Chaseのビジネスカード「Inkシリーズ」は、3枚を組み合わせることでその真価を発揮します。1枚でも強力ですが、3枚揃うと「ポイント獲得の爆走」が始まります。
1. 入会ボーナス
Inkシリーズの最大の魅力は、なんといっても爆発的な入会ボーナスです。
- Ink Business Cash / Unlimited: それぞれ$750分(75,000ポイント)程度。
- Ink Business Preferred: 100,000ポイント(10万マイル分)という驚異的なボーナスが出ることがあります。

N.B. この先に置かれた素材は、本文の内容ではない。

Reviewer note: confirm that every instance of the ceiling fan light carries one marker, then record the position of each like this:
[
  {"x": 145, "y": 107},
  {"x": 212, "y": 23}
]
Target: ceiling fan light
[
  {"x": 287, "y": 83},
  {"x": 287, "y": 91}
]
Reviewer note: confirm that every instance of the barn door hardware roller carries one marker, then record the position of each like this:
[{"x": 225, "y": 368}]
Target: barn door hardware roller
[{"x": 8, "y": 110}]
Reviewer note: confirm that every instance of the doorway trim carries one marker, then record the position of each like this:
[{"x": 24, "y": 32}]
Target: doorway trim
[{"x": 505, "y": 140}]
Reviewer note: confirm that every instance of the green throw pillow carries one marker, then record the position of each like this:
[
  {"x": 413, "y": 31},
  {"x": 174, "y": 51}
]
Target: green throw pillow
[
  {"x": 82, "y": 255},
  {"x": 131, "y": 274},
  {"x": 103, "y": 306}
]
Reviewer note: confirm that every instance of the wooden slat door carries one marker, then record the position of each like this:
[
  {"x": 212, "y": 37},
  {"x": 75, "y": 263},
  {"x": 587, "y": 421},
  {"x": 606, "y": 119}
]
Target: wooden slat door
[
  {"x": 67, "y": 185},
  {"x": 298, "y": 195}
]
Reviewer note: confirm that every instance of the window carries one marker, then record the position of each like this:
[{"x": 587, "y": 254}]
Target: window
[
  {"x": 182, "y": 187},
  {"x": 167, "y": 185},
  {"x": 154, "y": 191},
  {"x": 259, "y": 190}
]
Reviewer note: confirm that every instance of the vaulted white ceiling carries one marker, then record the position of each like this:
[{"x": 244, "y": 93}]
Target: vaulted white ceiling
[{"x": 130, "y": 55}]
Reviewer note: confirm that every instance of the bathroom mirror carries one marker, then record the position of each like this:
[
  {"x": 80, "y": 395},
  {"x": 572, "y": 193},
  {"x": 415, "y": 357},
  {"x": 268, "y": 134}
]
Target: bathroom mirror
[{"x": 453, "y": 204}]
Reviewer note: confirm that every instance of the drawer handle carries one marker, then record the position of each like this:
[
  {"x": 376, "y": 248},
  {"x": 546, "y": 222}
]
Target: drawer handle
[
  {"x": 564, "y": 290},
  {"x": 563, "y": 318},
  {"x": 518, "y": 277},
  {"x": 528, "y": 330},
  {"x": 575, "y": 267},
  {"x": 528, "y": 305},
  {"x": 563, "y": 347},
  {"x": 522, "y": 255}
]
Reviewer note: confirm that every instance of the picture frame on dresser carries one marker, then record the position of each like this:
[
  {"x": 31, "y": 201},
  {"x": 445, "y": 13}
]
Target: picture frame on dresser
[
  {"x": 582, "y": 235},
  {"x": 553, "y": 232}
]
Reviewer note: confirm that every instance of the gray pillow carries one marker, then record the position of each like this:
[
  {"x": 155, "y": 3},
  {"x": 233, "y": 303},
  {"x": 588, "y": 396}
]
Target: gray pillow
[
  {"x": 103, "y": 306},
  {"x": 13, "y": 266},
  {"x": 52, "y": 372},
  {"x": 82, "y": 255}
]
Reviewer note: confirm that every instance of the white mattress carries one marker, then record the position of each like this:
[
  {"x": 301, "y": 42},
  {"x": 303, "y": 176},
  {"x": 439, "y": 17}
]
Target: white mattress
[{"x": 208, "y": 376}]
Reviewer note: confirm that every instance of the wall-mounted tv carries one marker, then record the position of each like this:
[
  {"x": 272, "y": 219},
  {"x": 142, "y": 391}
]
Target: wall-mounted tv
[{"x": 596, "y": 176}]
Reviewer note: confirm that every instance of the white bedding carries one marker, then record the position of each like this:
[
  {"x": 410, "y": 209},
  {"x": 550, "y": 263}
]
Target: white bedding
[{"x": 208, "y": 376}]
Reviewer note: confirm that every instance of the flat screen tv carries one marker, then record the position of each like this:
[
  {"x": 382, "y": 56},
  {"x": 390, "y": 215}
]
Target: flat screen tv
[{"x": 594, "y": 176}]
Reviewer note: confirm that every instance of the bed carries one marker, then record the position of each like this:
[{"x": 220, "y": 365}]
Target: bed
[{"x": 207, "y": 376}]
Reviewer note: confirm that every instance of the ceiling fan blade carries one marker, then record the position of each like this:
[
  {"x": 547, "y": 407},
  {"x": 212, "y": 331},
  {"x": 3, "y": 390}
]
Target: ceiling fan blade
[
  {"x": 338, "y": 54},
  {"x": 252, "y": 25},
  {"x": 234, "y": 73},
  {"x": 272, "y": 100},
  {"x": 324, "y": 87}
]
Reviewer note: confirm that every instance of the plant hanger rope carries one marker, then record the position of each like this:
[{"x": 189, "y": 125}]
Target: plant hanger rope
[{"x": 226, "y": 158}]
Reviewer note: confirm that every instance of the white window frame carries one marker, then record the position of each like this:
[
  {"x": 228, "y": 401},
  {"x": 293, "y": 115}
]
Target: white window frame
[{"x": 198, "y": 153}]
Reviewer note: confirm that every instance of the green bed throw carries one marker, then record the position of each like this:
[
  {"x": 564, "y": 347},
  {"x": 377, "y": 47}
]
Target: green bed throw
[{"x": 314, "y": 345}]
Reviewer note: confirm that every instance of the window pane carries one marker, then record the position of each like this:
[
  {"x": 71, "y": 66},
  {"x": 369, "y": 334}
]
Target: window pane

- ポイント: 3枚順番に発行していくだけで、数十万ポイントという、日本往復ビジネスクラスも余裕で狙えるマイルが手に入ります。
2. ポイント還元率(効率よく貯める)
3枚それぞれに「得意分野」があるため、支払う場所によって使い分けるのが鉄則です。
- Cash(青): オフィス用品店、通信費(ネット・携帯)で5%還元。
- Unlimited(黒): どこでも一律1.5%還元(カテゴリー外の支払い担当)。
- Preferred(紺): 旅行、広告費、配送費で3%還元。 この使い分けにより、あらゆる支出から取りこぼしなく最大効率でポイントを回収できます。
3. カードを維持する最大のメリット(継続特典)
「トリオ」で持つ最大の理由は、ポイントの集約と価値の跳ね上げにあります。
- 実質年会費が格安: 3枚のうち2枚(CashとUnlimited)は年会費無料です。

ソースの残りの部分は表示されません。